DS編でも、教習所でモルカーたちの個性を矯正しようとする鬼教官が登場。画一的な規範で個性を封じ込める愚(おろ)かさや、漂白された社会のいびつさを提示し、ポップな世界観ながらの風刺性は『マイリトルゴート』を彷彿(ほうふつ)とさせました。こうした毒気のある表現を効果的に増幅させているのが、この作品独自の身体性にあります。
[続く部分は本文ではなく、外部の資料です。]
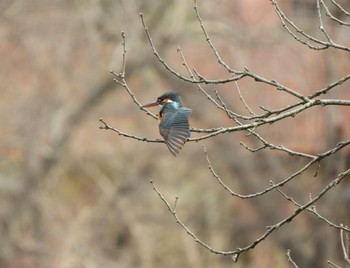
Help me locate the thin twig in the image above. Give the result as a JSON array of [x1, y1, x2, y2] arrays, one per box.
[[286, 249, 299, 268]]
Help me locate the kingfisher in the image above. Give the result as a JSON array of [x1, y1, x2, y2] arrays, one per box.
[[141, 92, 192, 156]]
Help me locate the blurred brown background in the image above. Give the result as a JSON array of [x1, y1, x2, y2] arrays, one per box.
[[0, 0, 350, 268]]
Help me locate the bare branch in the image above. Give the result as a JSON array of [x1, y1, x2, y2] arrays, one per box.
[[286, 249, 299, 268], [99, 118, 164, 143], [340, 224, 350, 264]]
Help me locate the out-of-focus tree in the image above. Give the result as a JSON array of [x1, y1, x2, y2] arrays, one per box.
[[0, 0, 349, 267]]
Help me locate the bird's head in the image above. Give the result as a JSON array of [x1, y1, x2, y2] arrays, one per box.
[[141, 92, 182, 108]]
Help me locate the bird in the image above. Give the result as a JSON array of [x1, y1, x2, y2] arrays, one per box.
[[141, 92, 192, 156]]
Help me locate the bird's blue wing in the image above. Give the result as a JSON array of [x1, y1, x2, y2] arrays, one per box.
[[159, 108, 192, 156]]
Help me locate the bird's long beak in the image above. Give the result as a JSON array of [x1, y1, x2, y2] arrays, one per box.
[[141, 101, 160, 108]]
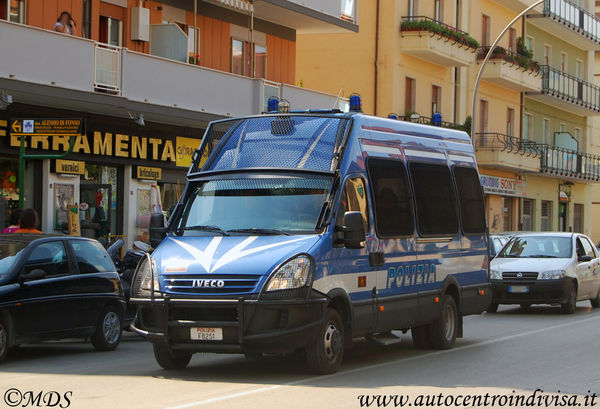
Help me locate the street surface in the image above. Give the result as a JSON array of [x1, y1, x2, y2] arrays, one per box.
[[0, 301, 600, 409]]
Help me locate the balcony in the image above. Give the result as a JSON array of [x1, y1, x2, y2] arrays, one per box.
[[0, 21, 344, 126], [400, 16, 479, 67], [476, 133, 542, 172], [527, 65, 600, 116], [477, 47, 542, 92]]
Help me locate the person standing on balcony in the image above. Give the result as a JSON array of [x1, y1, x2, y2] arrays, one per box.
[[53, 11, 77, 35]]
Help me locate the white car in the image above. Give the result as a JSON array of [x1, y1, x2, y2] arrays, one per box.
[[488, 233, 600, 314]]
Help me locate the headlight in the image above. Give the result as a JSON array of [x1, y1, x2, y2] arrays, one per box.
[[131, 255, 160, 298], [490, 268, 502, 280], [540, 270, 567, 280], [265, 255, 313, 292]]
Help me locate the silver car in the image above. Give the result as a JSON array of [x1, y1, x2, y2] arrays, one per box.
[[488, 233, 600, 314]]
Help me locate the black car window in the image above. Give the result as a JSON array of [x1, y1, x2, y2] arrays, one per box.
[[71, 240, 116, 274], [23, 241, 70, 277]]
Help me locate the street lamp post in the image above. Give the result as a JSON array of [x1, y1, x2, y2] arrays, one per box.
[[471, 0, 546, 146]]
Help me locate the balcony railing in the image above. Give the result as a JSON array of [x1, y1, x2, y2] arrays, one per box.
[[544, 0, 600, 44], [541, 65, 600, 112]]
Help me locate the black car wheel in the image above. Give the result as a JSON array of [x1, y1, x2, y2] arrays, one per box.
[[92, 306, 122, 351], [152, 344, 192, 370], [306, 309, 344, 375]]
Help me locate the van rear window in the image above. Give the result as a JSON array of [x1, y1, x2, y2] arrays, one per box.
[[454, 167, 485, 234], [410, 162, 458, 236], [367, 158, 415, 237]]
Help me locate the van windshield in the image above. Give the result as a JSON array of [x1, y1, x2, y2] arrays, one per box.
[[177, 176, 332, 235]]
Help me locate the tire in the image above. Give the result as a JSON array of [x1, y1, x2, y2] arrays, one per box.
[[305, 309, 345, 375], [0, 318, 10, 363], [590, 290, 600, 308], [152, 344, 192, 370], [91, 305, 123, 351], [410, 325, 431, 349], [429, 295, 459, 349], [561, 283, 577, 314]]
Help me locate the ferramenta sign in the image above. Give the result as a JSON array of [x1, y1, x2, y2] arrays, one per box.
[[479, 175, 527, 197]]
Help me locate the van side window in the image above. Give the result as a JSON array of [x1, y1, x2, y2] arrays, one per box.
[[454, 167, 485, 234], [336, 178, 369, 233], [367, 158, 415, 237], [410, 163, 458, 236]]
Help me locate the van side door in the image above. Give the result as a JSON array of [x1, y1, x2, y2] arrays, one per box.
[[367, 157, 419, 331]]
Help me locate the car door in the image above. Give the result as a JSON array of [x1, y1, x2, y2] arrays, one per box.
[[16, 240, 81, 338], [68, 239, 120, 329]]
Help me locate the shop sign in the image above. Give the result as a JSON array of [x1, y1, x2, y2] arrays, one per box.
[[136, 166, 162, 180], [55, 159, 85, 175], [479, 175, 527, 197]]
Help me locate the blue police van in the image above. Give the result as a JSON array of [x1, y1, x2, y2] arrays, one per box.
[[132, 97, 491, 373]]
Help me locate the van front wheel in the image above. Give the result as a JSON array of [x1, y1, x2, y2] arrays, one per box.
[[429, 295, 459, 349], [306, 309, 344, 375]]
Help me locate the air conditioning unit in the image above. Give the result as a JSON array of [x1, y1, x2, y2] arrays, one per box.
[[131, 7, 150, 41]]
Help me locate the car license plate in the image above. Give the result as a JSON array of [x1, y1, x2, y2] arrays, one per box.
[[190, 327, 223, 341], [508, 285, 529, 294]]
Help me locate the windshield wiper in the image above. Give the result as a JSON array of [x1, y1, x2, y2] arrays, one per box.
[[183, 226, 229, 236], [227, 227, 290, 236]]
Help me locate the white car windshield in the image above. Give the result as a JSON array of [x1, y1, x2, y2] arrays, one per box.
[[498, 236, 573, 258]]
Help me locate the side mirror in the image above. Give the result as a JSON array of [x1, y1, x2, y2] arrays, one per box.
[[342, 212, 366, 249], [19, 268, 46, 284], [150, 213, 167, 248]]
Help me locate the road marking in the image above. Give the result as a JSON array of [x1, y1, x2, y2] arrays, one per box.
[[165, 315, 600, 409]]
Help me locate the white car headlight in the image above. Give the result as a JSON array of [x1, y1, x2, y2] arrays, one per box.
[[540, 270, 567, 280], [490, 268, 502, 280], [265, 255, 313, 292], [131, 255, 160, 298]]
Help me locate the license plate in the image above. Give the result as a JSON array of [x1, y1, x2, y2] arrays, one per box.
[[508, 285, 529, 294], [190, 327, 223, 341]]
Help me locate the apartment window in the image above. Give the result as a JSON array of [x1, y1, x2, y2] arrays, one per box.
[[544, 44, 552, 65], [99, 16, 123, 46], [404, 77, 417, 115], [573, 203, 583, 233], [540, 200, 552, 231], [433, 0, 444, 21], [508, 28, 517, 52], [522, 114, 533, 140], [479, 99, 489, 133], [481, 14, 490, 47], [431, 85, 442, 116], [408, 0, 419, 16], [542, 118, 550, 144], [521, 199, 535, 231], [506, 108, 515, 136]]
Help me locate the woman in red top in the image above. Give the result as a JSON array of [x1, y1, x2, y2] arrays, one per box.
[[15, 209, 41, 233]]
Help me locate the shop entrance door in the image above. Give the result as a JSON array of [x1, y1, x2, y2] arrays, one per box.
[[79, 182, 112, 239]]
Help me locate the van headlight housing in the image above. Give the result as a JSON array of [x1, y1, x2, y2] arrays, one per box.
[[540, 270, 567, 280], [131, 254, 160, 298], [264, 254, 314, 298]]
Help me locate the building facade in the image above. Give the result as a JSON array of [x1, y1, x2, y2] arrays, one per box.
[[0, 0, 358, 245], [296, 0, 600, 240]]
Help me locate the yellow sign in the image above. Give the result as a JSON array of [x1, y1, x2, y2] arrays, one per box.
[[175, 136, 201, 168], [137, 166, 162, 180], [56, 159, 85, 175]]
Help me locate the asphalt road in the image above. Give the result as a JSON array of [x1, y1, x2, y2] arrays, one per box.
[[0, 302, 600, 409]]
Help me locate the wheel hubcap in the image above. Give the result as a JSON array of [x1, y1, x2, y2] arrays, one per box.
[[444, 305, 456, 341], [102, 311, 121, 344], [325, 322, 343, 362]]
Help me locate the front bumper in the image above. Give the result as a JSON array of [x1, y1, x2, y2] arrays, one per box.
[[490, 277, 573, 304], [131, 294, 328, 353]]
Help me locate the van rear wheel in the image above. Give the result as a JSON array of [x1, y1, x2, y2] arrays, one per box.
[[429, 295, 459, 349], [306, 308, 344, 375]]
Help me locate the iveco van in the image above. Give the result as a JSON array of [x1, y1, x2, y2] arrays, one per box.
[[132, 101, 491, 373]]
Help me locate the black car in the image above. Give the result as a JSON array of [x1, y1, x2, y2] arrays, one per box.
[[0, 234, 125, 362]]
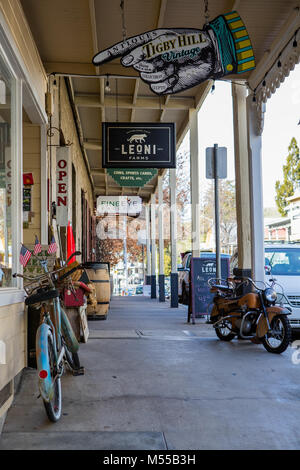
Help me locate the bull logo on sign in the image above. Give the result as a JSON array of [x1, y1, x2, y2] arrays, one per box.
[[93, 11, 255, 95], [127, 134, 147, 144]]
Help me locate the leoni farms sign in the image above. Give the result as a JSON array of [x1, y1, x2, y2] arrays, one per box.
[[102, 122, 176, 169], [107, 168, 157, 188]]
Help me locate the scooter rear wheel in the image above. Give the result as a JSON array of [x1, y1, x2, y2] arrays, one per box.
[[262, 315, 292, 354]]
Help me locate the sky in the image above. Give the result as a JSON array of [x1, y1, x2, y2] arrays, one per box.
[[179, 65, 300, 208]]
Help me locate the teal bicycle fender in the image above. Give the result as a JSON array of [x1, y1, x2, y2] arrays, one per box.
[[36, 323, 54, 402], [60, 308, 79, 353]]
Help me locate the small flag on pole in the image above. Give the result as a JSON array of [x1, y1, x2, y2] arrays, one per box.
[[48, 235, 57, 255], [20, 245, 32, 268], [33, 235, 42, 255]]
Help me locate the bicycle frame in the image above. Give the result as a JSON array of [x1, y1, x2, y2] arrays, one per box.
[[27, 260, 79, 402]]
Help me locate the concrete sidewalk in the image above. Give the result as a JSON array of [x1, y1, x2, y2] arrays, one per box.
[[0, 296, 300, 450]]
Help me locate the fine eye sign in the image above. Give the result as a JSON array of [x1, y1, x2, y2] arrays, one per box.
[[102, 122, 176, 168]]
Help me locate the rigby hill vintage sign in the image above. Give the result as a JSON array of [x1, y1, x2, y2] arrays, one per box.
[[93, 11, 255, 95], [102, 122, 176, 168]]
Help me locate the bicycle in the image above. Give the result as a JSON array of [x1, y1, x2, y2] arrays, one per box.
[[13, 252, 84, 422]]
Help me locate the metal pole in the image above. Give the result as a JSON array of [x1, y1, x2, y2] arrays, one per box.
[[145, 204, 151, 286], [169, 168, 178, 308], [214, 144, 221, 278], [151, 194, 156, 299], [158, 175, 165, 302], [123, 215, 128, 291]]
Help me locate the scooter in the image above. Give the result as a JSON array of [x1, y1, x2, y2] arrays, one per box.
[[208, 277, 292, 354]]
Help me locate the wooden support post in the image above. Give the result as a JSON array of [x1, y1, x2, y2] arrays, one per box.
[[232, 83, 251, 276], [189, 110, 200, 257], [247, 94, 265, 281]]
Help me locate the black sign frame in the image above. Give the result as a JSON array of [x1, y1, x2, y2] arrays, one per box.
[[102, 122, 176, 169], [188, 253, 230, 323]]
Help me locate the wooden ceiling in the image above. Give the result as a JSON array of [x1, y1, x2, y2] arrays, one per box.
[[21, 0, 298, 199]]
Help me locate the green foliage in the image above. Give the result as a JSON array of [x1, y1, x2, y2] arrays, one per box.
[[275, 137, 300, 216]]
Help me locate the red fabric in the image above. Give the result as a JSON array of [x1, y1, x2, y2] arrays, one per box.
[[64, 288, 85, 307], [67, 221, 76, 264]]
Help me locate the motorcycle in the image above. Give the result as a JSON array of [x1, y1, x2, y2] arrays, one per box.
[[208, 277, 292, 354]]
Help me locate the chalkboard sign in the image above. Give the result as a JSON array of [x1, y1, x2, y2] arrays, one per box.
[[190, 254, 230, 323]]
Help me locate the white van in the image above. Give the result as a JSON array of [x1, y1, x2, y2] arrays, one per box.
[[230, 242, 300, 329]]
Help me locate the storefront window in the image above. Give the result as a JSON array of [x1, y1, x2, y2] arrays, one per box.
[[0, 52, 14, 287]]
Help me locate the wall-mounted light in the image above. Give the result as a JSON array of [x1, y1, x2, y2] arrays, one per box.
[[0, 79, 6, 104], [105, 75, 111, 93]]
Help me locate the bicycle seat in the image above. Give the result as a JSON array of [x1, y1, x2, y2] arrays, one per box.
[[25, 289, 59, 305]]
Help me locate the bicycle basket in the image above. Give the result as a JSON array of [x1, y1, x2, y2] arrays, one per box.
[[58, 261, 82, 282]]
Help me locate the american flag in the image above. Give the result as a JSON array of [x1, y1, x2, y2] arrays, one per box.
[[33, 235, 42, 255], [48, 236, 57, 255], [20, 245, 32, 268]]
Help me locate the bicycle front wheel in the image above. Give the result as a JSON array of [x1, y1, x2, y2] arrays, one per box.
[[43, 331, 62, 423]]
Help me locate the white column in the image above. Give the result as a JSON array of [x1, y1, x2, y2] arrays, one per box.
[[145, 204, 151, 285], [41, 124, 49, 245], [170, 168, 178, 308], [157, 175, 165, 302], [232, 83, 251, 275], [247, 95, 265, 281], [189, 110, 200, 257], [150, 194, 156, 299]]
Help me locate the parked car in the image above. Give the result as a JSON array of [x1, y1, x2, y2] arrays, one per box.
[[178, 251, 230, 305], [230, 243, 300, 329]]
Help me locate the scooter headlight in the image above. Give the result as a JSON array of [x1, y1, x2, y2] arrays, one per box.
[[264, 288, 277, 304]]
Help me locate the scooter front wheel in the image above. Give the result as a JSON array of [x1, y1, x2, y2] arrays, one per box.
[[215, 322, 236, 341], [262, 315, 292, 354]]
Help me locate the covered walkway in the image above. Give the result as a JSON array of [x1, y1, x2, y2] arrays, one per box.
[[0, 296, 300, 450]]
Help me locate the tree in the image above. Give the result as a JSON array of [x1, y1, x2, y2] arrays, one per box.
[[202, 180, 236, 248], [275, 137, 300, 216]]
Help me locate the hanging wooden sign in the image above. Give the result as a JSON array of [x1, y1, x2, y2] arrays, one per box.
[[107, 168, 157, 188], [102, 122, 176, 169], [93, 11, 255, 95]]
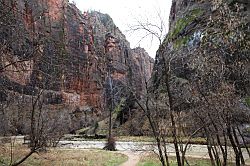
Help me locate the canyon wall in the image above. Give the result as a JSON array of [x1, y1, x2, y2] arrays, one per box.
[[0, 0, 153, 134]]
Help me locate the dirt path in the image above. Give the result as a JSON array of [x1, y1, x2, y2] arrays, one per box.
[[119, 151, 142, 166]]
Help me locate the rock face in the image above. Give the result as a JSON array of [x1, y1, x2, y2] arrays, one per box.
[[152, 0, 250, 118], [0, 0, 153, 134]]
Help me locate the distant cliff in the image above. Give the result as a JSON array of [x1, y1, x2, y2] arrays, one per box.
[[0, 0, 153, 134]]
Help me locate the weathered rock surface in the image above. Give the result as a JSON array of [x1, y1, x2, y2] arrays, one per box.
[[0, 0, 153, 134]]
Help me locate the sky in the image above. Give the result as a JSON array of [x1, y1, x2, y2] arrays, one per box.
[[70, 0, 171, 58]]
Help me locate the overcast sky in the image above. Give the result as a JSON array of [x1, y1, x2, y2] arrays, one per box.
[[70, 0, 171, 58]]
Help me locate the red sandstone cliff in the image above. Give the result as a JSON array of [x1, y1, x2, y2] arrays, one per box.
[[0, 0, 153, 116]]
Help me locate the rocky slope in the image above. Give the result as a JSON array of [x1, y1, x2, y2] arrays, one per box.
[[151, 0, 250, 136], [0, 0, 153, 134]]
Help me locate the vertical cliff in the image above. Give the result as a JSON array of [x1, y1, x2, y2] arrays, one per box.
[[0, 0, 153, 134], [153, 0, 250, 97]]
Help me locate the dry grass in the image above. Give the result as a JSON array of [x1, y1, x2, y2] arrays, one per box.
[[0, 144, 127, 166]]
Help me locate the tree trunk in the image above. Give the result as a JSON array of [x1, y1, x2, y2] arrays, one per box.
[[227, 126, 240, 166]]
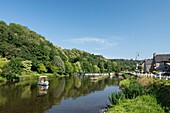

『マイリトルゴート』では、母ヤギが狼にのみ込まれた子ヤギたちを取り出すと、1匹の子ヤギは胃の中で消化されて死んでいて、もう1匹の子ヤギは顔が胃酸で溶けていました。グリム童話では、迷子になった兄弟がかまどに魔女を蹴り入れて殺してしまう『ヘンゼルとグレーテル』のような、まるで子ども向けとは思えない残酷な描写や設定が多く見られます。こうした身体感覚を伴うリアルな設定は、見里監督独自のものだと言えるでしょう。
こうした身体性が感じられる設定や描写は、実は『モルカー』でも多く見られるのです。たとえば、人がモルカーに乗り込むときの吸い込まれるような感覚、人間がポイ捨てしたゴミを食いしん坊のモルカーが食べてしまい腹痛を起こす描写など……。こうした感覚に訴えかけられるキャラクターの動きは、視聴者から多くの共感を呼んだはずです。
これはパぺットを動かして長時間制作と向き合う、表現者だから高められた感覚であり、手の中で試行錯誤をする工程があったからこそ、生まれた独自性だったように思えてなりません。